The Words of the Tardy Family

French TV Chronicles the Rise of Modern South Korea and the Unification Church

Celine Tardy
January 14 2011

French state run broadcast 2TV has aired a New Year's Special Documentary on January 3rd titled, "An Eye On The Planet: South Korea" which also gave respectful coverage of the Unification Church in Korea. The documentary chiefly explored South Korea's rapid economic growth, South and North Korea's conflicts, various religions in S.K., Korean dramas and music gaining vast popularity in Asia.

The documentary reported that South Korea, the "hidden power," has been rising continuously in Asia, even though media coverage tends to focus only on its conflict with North Korea.

"Its industry is powerful," the narrator remarked in an introduction to its documentary: "Its global brands are known, its education system is one of the most efficient, and its economy has unflappable growth: more than 8% per year for thirty years!"

An Eye on the Planet adds that it is no coincidence that the European Union has signed a historical trade agreement with South Korea. "South Korea is already the fourth largest trading partner of the European Union and the country's economic rise is coupled with a political ambition."
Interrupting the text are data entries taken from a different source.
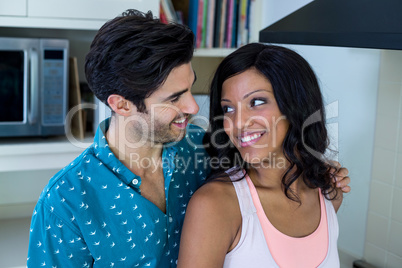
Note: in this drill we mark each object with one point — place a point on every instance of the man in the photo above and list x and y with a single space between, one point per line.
121 203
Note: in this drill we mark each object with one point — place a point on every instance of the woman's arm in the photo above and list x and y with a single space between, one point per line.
211 223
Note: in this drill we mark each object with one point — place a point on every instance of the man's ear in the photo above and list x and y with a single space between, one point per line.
120 105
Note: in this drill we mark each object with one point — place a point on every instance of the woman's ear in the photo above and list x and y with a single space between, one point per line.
120 105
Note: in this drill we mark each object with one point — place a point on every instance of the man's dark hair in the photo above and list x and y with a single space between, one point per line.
132 55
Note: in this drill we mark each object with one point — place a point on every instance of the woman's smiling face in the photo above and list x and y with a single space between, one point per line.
253 120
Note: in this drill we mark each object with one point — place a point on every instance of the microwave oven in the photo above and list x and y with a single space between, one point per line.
33 86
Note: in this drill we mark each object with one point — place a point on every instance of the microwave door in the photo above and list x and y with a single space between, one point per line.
12 89
19 96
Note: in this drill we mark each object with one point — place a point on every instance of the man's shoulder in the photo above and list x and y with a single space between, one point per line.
64 175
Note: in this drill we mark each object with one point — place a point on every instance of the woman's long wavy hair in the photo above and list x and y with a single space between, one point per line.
298 96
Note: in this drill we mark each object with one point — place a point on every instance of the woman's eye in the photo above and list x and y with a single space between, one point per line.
227 109
258 102
176 99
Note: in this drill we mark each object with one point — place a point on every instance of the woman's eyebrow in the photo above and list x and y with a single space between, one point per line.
248 94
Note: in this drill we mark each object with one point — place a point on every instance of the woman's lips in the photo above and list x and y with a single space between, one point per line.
181 123
250 138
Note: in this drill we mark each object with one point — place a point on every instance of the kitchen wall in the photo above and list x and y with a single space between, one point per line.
383 245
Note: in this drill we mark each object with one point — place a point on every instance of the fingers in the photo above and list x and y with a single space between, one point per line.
346 189
341 172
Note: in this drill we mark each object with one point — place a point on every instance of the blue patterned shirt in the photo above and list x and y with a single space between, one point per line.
92 214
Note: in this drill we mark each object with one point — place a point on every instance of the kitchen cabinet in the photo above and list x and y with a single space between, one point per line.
62 14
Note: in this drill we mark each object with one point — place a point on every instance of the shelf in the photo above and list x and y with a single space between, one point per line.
39 153
213 52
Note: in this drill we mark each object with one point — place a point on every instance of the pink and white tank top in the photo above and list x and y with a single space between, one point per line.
262 245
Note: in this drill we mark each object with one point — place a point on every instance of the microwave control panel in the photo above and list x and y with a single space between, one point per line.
54 86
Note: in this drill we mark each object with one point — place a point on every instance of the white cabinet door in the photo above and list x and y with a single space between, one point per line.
13 7
86 9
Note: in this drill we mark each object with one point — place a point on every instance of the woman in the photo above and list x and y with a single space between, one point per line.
276 206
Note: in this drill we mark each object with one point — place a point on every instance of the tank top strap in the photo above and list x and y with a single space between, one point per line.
238 179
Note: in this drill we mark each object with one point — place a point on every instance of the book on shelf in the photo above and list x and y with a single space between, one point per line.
204 24
215 23
200 20
210 24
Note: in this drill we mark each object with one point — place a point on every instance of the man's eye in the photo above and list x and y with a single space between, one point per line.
176 99
257 102
227 109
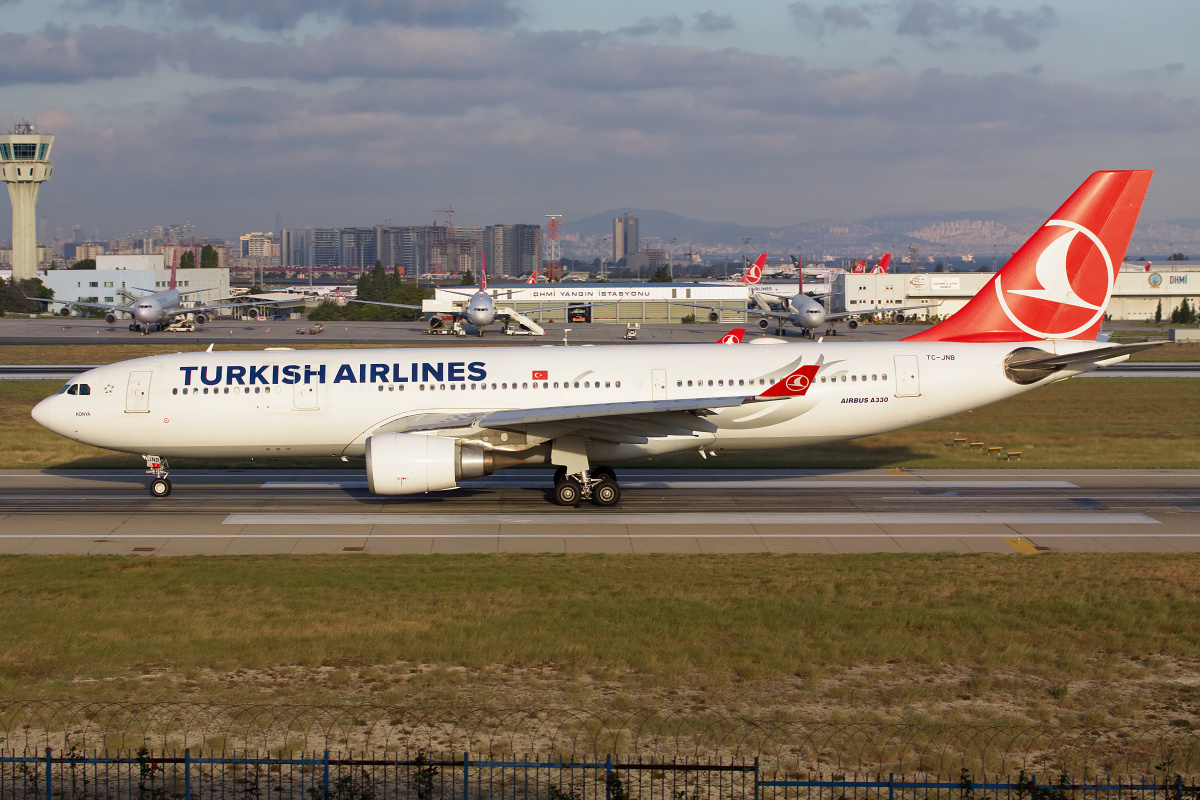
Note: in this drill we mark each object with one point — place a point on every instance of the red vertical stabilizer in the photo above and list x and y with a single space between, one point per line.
1060 282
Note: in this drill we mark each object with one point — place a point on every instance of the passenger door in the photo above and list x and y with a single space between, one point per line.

In the section of the documentary focused on religions, which included Buddhists and Protestants, the Unification Church's founder Rev. Sun Myung Moon is shown in a segment presenting a mass-wedding Blessing ceremony held in Korea on October 2009, which consecrated more than 10,000 international marriages. With the music of "Hallelujah" playing in the background, the documentary explains that "Rev. Moon has created his own religion, The Unification Church, better known in France today as the "Sect Moon."
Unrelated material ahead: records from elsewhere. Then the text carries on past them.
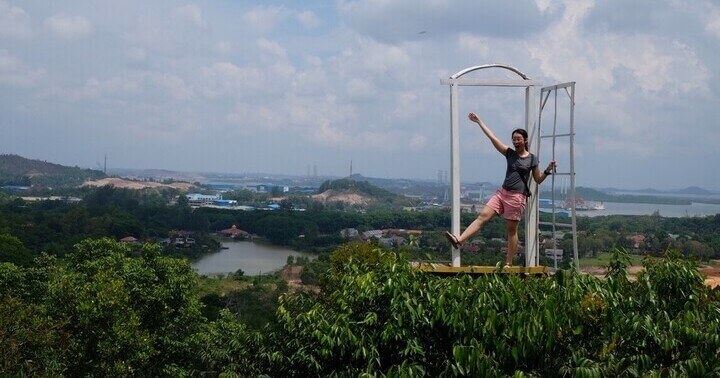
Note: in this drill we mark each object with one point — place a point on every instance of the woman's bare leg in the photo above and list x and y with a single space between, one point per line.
513 240
485 215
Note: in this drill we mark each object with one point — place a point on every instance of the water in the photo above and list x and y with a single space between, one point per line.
253 258
671 211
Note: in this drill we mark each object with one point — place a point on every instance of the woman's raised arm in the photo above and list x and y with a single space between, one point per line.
497 143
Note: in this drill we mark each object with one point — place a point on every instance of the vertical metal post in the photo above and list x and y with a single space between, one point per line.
531 212
455 170
572 173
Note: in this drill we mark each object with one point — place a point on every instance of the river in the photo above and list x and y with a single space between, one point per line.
695 209
253 258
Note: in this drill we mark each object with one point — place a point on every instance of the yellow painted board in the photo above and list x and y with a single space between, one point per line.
474 269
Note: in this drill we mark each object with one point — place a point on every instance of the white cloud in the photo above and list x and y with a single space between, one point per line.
174 86
69 27
308 19
189 13
262 20
271 47
14 22
14 72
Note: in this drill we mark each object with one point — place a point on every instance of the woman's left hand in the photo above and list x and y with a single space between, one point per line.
552 166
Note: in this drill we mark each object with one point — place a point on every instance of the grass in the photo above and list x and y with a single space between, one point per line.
220 285
603 259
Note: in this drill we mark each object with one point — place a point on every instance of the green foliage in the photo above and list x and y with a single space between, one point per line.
16 170
377 316
102 312
12 250
106 313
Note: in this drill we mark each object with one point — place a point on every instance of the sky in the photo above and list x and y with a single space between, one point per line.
290 87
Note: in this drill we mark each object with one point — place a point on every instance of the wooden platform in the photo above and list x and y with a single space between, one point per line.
446 269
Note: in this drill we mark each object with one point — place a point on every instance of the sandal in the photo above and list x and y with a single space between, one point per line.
452 239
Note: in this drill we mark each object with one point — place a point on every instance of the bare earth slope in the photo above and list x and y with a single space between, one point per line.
129 184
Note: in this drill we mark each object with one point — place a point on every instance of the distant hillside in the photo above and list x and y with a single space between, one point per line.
357 193
17 170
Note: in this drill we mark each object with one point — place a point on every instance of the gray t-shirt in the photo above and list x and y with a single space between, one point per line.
518 166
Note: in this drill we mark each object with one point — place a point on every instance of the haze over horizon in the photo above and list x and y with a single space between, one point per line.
283 87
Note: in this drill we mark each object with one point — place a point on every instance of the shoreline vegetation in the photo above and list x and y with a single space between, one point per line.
106 310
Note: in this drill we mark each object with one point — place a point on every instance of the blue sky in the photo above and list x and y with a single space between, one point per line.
282 87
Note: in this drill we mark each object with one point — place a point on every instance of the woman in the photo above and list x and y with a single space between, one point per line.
509 200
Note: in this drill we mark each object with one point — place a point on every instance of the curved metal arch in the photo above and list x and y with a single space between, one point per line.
495 65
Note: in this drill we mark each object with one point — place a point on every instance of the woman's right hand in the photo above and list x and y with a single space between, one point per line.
473 117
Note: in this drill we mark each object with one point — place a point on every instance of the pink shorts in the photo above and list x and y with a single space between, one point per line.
509 205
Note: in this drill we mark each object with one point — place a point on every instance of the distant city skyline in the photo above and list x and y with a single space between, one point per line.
293 88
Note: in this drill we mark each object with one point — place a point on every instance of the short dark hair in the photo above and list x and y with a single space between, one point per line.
524 135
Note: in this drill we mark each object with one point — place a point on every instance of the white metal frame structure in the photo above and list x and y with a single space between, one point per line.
531 212
545 93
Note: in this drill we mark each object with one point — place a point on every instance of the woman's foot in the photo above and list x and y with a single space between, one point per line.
452 239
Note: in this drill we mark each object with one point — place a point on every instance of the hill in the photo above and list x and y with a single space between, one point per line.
17 170
360 193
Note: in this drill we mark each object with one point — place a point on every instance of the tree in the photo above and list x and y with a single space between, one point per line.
13 251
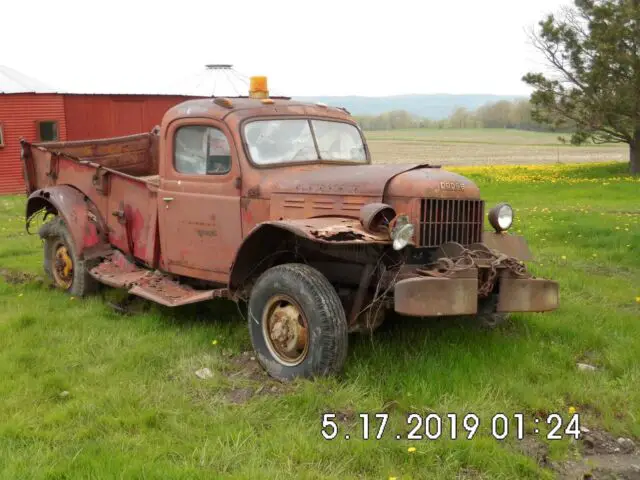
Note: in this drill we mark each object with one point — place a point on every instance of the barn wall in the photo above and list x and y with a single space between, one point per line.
99 116
18 114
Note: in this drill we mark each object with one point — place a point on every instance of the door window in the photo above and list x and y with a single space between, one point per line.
201 150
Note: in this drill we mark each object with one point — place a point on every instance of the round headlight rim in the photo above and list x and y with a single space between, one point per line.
494 215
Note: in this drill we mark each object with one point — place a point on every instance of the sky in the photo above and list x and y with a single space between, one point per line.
328 47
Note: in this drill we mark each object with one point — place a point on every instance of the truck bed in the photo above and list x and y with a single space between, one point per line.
119 175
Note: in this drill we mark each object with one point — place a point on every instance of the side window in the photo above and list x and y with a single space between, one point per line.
201 150
47 130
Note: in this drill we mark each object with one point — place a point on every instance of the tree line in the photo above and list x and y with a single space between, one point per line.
503 114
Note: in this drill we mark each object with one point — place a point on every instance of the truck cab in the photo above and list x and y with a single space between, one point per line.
276 203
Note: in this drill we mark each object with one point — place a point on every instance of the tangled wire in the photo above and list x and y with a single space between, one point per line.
467 259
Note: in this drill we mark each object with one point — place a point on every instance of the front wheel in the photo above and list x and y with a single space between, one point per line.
297 323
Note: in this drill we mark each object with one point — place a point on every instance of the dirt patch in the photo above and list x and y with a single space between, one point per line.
533 448
17 278
247 366
605 457
601 467
252 380
240 395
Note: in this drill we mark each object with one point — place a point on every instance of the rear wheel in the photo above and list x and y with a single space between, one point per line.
67 271
297 323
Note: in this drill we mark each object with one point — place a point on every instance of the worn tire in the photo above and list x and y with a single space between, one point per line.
320 307
55 233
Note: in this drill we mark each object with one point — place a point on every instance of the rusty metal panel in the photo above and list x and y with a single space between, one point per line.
18 114
512 245
450 220
527 295
431 296
101 116
132 154
131 215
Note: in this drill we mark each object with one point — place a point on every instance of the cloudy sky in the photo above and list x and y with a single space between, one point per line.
329 47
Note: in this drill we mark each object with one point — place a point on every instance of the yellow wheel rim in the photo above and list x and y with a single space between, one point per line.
286 330
63 267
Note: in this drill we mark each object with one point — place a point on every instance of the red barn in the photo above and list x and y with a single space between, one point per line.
35 111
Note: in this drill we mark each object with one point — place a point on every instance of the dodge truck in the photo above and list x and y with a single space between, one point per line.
276 204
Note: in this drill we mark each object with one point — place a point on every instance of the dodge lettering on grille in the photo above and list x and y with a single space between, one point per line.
451 186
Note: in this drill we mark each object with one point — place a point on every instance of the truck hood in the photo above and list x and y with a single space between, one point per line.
380 180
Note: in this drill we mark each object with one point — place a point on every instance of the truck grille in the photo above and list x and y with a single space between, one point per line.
443 221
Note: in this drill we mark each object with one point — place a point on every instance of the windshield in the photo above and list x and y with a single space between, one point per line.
292 140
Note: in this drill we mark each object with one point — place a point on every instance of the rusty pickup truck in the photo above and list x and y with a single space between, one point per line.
276 204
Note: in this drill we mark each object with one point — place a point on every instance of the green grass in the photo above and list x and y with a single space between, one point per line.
489 136
135 409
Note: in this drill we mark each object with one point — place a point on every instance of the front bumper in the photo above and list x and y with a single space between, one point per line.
439 296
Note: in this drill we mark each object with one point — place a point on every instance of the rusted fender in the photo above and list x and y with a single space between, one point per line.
345 231
86 226
265 238
509 244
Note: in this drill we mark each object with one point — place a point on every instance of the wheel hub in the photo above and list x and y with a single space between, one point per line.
63 267
286 329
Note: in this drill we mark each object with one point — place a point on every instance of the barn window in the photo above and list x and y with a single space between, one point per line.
47 130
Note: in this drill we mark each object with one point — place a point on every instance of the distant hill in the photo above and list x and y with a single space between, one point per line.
432 106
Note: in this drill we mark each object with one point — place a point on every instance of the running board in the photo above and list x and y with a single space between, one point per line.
117 271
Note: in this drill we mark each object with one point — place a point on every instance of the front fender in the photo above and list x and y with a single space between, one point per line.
512 245
264 239
86 226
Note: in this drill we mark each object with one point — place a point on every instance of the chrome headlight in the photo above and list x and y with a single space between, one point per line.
401 232
501 217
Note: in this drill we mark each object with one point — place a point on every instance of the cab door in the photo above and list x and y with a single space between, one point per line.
199 200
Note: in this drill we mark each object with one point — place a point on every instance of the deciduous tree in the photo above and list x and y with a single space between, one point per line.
593 51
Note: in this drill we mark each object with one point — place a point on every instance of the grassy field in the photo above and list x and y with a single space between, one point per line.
87 392
484 147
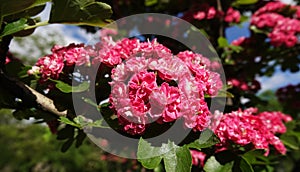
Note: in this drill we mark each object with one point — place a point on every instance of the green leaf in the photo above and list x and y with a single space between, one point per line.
147 155
245 165
206 139
67 121
66 88
14 27
25 13
80 12
290 140
222 42
80 138
213 165
65 133
150 2
256 30
176 159
67 144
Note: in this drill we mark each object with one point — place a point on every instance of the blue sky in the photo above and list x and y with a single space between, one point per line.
73 34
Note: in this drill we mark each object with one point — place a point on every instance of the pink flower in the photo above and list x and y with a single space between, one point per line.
232 16
142 91
198 158
200 15
170 100
50 66
239 41
282 30
245 127
211 13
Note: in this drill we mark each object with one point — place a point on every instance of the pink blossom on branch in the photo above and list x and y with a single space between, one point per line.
250 127
139 98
The headquarters of the Unification Church in Seoul is shown, where reporters interviewed Mr. Justin Kook-Jin Moon, the fourth son of Rev. Sun Myung Moon, and current chairman of the Unification Church Foundation in Korea.

"Bonjour, my name is Justin Moon," Moon greets, giving reporters a tour of the headquarters, pointing to the display of the church logo, the planning department, and explaining about management. The documentary notes that Justin Moon has graduated from universities in the United States, and describes him as a savvy business man who compares his church to a corporation.
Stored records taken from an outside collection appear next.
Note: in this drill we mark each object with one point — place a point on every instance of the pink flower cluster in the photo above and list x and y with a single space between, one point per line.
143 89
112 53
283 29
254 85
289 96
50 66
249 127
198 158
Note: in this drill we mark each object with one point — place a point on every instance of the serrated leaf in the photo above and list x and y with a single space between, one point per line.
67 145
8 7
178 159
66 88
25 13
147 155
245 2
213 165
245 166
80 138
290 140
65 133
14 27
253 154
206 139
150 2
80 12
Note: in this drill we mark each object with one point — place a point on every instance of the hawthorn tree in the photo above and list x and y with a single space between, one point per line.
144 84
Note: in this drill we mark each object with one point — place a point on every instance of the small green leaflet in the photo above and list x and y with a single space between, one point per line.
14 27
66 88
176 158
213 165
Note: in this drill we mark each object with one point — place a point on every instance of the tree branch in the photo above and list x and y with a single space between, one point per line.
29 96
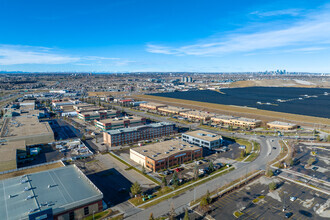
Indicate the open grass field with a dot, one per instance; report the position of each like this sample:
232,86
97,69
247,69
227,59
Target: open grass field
240,111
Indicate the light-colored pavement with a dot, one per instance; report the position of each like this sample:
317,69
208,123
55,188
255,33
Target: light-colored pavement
180,202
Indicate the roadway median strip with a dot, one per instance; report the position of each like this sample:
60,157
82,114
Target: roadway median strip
184,188
134,168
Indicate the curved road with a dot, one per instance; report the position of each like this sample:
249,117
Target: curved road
267,154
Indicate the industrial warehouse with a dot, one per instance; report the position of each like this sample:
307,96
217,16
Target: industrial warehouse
27,128
60,193
203,139
131,135
165,154
120,122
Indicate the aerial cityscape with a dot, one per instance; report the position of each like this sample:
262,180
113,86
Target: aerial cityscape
179,110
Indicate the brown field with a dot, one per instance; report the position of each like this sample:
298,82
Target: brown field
106,93
30,170
263,115
280,83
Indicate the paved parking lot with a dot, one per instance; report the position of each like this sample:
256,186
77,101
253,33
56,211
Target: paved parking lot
62,130
320,169
112,177
260,203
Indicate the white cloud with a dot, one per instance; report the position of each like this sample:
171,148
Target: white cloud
14,54
311,31
292,12
18,54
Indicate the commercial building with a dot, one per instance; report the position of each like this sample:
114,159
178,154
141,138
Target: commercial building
27,128
281,125
10,153
117,123
60,193
152,105
58,103
203,139
165,154
28,104
199,115
172,110
236,121
132,135
98,115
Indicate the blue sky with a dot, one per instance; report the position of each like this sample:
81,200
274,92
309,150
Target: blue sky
164,35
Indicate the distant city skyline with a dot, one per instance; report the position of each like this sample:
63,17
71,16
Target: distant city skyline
164,36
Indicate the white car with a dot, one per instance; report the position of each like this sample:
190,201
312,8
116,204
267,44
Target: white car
293,198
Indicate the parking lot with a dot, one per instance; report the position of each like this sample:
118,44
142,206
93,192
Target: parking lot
320,169
256,201
112,177
63,130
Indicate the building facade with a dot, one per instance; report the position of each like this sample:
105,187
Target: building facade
152,105
236,121
132,135
281,125
117,123
164,155
98,115
203,139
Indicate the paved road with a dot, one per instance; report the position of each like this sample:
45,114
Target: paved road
180,202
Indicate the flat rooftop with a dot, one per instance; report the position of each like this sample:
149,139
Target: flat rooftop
25,126
31,169
199,113
155,104
204,135
281,123
164,149
174,108
8,154
126,130
120,119
60,189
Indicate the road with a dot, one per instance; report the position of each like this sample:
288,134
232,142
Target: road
181,202
267,154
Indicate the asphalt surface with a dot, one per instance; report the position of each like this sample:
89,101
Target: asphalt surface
267,153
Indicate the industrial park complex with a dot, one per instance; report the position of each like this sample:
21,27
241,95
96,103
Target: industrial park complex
72,154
In the interview, Moon explains "Because of religious freedom, even if we are a new religion, and there are many established churches, we have been able to conduct our activities freely."

Justin Moon says that "Naturally, established churches do not always like the new growing religions who witness to their members. It creates a certain level of competition. However, it is this free exchange of ideas which allows the whole society to make progress and to be more understanding toward others."